Malta’s Financial Intelligence Analysis Unit (FIAU) has issued a notice highlighting the amendments to the country’s Prevention of Money Laundering and Funding of Terrorism Regulations (PMLFTR). Some of these amendments are discussed below.
The FIAU has expanded the list of authorities that can act as supervisory authorities. The list now also include the Malta Business Registry, the Licensing Board established under the Real Estate Agents, Property Brokers and Property Consultants Act and the Trade Licensing Unit. This amendment aims to improve the collaborative efforts between the FIAU and the newly added authorities.
The FIAU has further amended the Company Service Providers Act. Now, both existing and prospective service providers in this area must be authorized by the Malta Financial Services Authority (MFSA). Authorities have also aligned the PMLFTR with the EU’s requirements about exempting subject persons from AML/CFT and record-keeping obligations.
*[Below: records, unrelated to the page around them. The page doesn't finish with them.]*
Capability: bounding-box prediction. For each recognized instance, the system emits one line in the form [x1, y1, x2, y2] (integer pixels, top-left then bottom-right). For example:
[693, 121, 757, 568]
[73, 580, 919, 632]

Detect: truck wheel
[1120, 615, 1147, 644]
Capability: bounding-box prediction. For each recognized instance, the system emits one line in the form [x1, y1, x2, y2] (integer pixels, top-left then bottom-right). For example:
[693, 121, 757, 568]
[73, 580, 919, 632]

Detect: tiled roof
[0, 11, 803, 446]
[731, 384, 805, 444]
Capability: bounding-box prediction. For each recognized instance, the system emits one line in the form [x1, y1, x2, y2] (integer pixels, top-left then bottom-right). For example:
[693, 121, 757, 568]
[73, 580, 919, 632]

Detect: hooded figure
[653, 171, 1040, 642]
Another amendment clarifies the obligations of subject persons and the FIAU’s authority in cases involving transactions with non-reputable jurisdictions. Other amendments further clarify the authority of the FIAU in relation to levying administrative penalties. The amendments empower the FIAU to levy an administrative fine of up to 5 million euros ($6.07m) for PMLFTR violations. In the cases where the severity of the violations warrants more than 5 million euros in penalty, the FIAU can levy an administrative fine of up to 10% of the subject person’s turnover.